Giving Back Through Food

click to enlarge The Personal Is Delectable: Simply Julia is a Cookbook with a Personal Twist (2)
Melina Hammer

Turshen lives with her wife, Grace Bonney (founder of blog Design Sponge) and their dogs in Ulster County. Turshen contends that living in the Hudson Valley, as opposed to her previous address in New York City, has definitely and positively informed the way she cooks. "Living here has changed a lot of how I approach cooking," she says. "I think New York City is one of the hardest places to be a home cook, as you are usually working in small kitchens, carrying groceries in walk-ups, grocery shopping, etc." And with the pandemic and the incentive to stay home and carry on cooking, Turshen's focus has become hyperlocal, as she has a rule that if she can't find something within a 30-minute drive from her house, it doesn't go in a recipe. "I have long written recipes for home cooks. Now my whole life is at home," she says. We are eating 90 percent of food at home and now I am the person I write cookbooks for."
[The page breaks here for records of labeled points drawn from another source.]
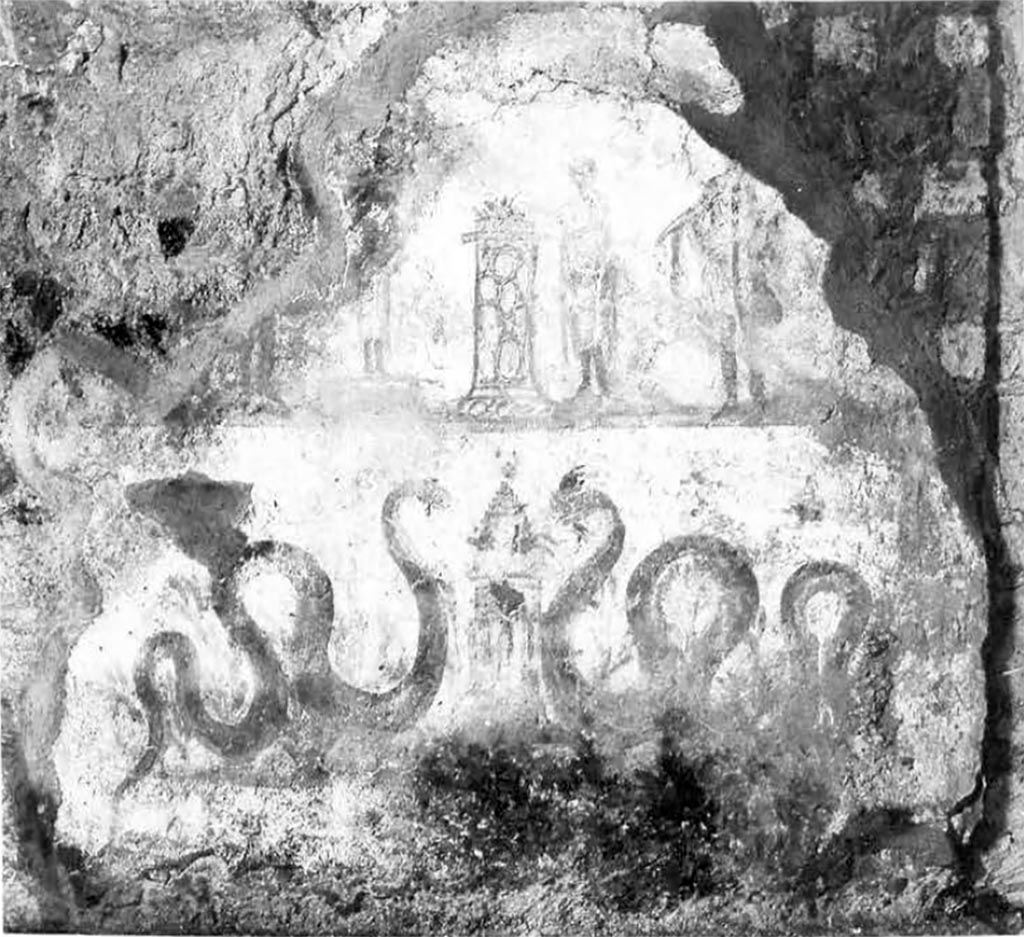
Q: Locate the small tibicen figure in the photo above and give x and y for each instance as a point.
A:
(590, 282)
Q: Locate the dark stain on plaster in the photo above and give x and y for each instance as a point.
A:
(201, 514)
(173, 235)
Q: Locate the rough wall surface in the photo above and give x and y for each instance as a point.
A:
(363, 571)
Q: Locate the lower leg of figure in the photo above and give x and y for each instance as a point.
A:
(601, 372)
(759, 390)
(585, 358)
(729, 376)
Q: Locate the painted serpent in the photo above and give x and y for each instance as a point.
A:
(574, 503)
(315, 685)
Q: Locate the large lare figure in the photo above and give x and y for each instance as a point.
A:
(735, 246)
(590, 283)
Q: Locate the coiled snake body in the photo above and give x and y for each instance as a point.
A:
(315, 685)
(572, 504)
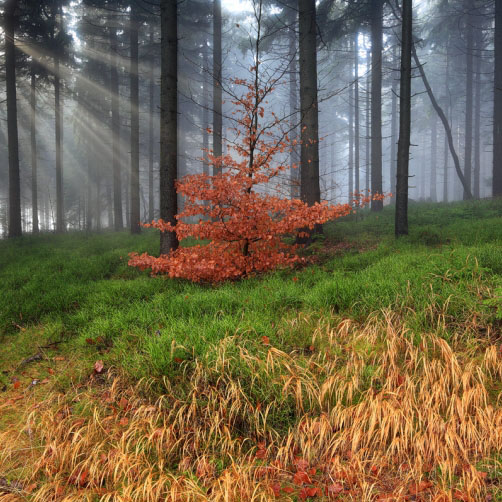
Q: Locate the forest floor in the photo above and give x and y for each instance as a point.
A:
(374, 374)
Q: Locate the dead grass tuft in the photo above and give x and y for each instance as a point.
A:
(376, 417)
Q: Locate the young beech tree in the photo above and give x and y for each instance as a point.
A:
(243, 222)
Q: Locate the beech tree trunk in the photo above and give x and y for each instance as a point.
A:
(15, 227)
(34, 160)
(134, 76)
(403, 148)
(217, 76)
(310, 191)
(497, 103)
(169, 122)
(376, 101)
(118, 222)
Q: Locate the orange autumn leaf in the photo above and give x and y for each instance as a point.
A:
(235, 211)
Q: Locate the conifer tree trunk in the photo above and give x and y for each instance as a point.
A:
(446, 151)
(433, 178)
(34, 160)
(169, 122)
(150, 137)
(393, 127)
(468, 101)
(310, 191)
(444, 120)
(368, 130)
(134, 76)
(60, 224)
(15, 227)
(403, 148)
(477, 123)
(217, 82)
(376, 101)
(205, 112)
(294, 157)
(356, 114)
(497, 103)
(118, 222)
(350, 177)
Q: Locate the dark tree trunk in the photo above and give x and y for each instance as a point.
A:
(376, 101)
(368, 131)
(118, 222)
(350, 177)
(169, 122)
(434, 149)
(90, 202)
(205, 112)
(445, 163)
(217, 81)
(356, 114)
(393, 127)
(34, 159)
(310, 191)
(477, 120)
(444, 120)
(497, 103)
(15, 227)
(135, 202)
(150, 137)
(60, 223)
(468, 101)
(403, 148)
(294, 157)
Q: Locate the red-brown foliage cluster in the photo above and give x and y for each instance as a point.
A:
(244, 226)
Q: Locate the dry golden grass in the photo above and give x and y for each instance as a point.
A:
(376, 417)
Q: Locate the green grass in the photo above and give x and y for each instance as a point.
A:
(78, 287)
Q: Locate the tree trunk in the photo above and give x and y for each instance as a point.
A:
(150, 137)
(169, 122)
(118, 222)
(497, 103)
(205, 112)
(350, 177)
(445, 163)
(34, 160)
(15, 227)
(60, 223)
(376, 101)
(294, 157)
(468, 100)
(477, 120)
(217, 82)
(356, 113)
(393, 127)
(135, 202)
(434, 147)
(368, 131)
(310, 191)
(444, 120)
(403, 148)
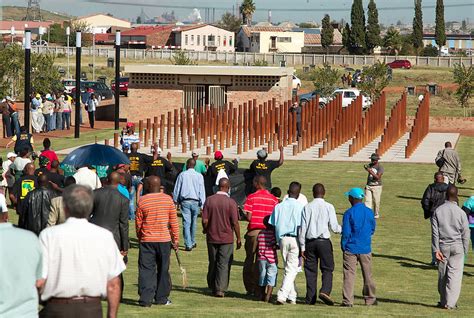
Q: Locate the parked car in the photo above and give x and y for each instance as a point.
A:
(296, 82)
(400, 64)
(348, 95)
(69, 84)
(101, 90)
(123, 86)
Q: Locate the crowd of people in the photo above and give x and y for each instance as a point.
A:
(71, 211)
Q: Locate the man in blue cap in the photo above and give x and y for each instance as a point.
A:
(358, 226)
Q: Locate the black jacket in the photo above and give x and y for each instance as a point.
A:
(434, 196)
(35, 210)
(111, 212)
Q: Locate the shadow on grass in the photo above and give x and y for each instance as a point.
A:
(408, 198)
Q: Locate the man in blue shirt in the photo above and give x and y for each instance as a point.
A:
(286, 218)
(190, 193)
(358, 226)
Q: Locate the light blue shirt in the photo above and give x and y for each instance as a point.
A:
(20, 263)
(286, 218)
(190, 186)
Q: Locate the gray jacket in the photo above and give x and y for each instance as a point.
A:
(449, 226)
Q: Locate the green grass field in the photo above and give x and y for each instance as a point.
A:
(406, 283)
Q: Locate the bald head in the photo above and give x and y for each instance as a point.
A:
(452, 193)
(224, 185)
(153, 184)
(114, 178)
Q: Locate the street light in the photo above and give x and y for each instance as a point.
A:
(27, 79)
(77, 122)
(68, 33)
(117, 79)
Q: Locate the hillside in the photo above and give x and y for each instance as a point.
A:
(18, 13)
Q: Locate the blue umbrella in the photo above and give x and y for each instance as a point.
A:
(95, 155)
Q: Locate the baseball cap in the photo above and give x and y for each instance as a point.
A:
(218, 155)
(356, 193)
(262, 153)
(374, 156)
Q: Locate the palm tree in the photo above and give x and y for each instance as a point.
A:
(247, 9)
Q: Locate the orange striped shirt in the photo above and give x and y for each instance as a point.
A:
(156, 218)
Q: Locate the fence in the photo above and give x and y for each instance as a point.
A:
(291, 59)
(370, 127)
(396, 126)
(420, 126)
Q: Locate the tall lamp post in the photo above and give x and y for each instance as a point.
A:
(77, 120)
(117, 79)
(27, 78)
(68, 33)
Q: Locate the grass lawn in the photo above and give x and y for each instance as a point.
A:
(406, 283)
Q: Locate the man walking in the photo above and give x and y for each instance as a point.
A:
(190, 193)
(220, 218)
(358, 226)
(157, 231)
(257, 206)
(450, 240)
(286, 218)
(373, 189)
(449, 164)
(433, 197)
(37, 206)
(318, 217)
(81, 262)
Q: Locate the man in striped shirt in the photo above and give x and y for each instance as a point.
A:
(155, 219)
(257, 206)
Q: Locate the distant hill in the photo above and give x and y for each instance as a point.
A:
(18, 13)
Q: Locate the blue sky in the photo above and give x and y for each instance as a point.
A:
(82, 7)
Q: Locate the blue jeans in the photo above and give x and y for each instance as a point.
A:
(15, 123)
(133, 191)
(190, 212)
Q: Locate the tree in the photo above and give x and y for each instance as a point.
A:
(373, 28)
(325, 79)
(247, 8)
(373, 80)
(464, 77)
(229, 22)
(440, 33)
(392, 40)
(346, 35)
(357, 36)
(327, 33)
(418, 26)
(180, 57)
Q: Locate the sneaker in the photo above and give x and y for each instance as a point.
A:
(326, 299)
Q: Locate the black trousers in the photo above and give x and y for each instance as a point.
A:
(154, 281)
(91, 118)
(318, 250)
(220, 260)
(73, 310)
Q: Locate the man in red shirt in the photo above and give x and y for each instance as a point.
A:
(157, 231)
(258, 205)
(48, 153)
(220, 217)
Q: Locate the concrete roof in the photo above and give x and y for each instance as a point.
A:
(210, 70)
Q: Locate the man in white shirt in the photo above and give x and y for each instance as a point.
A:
(81, 262)
(318, 216)
(87, 177)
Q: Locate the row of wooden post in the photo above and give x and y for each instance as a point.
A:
(395, 127)
(420, 127)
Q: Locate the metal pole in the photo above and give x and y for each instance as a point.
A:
(68, 32)
(117, 80)
(77, 122)
(27, 79)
Despite spending almost all their time in the Hudson Valley currently, Turshen and Bonney maintain their longstanding connection to both charitable and social justice organizations like God's Love We Deliver (an organization out of New York City that delivers nutritious, medically tailored meals for people too sick to shop or cook for themselves) and Angel Food East in Kingston, doing much the same to serve the local Hudson Valley community. Both Turshen and Bonney volunteer their time to do everything from raise awareness to cook and package meals for hungry recipients. "I really believe that when you begin to think deeply about food, you come to understand that it is tied to every issue that needs our urgent attention: the environment, racial injustice, class division, and so much more. Using food as a lens to look at all of these issues helps make them feel personal, because—they are personal. For all of us. Food not only reveals all of our inequities, it also offers so many solutions such as mutual aid programs, farming collectives, pay-what-you-can cafes, and gleaning programs. Food helps us connect the dots."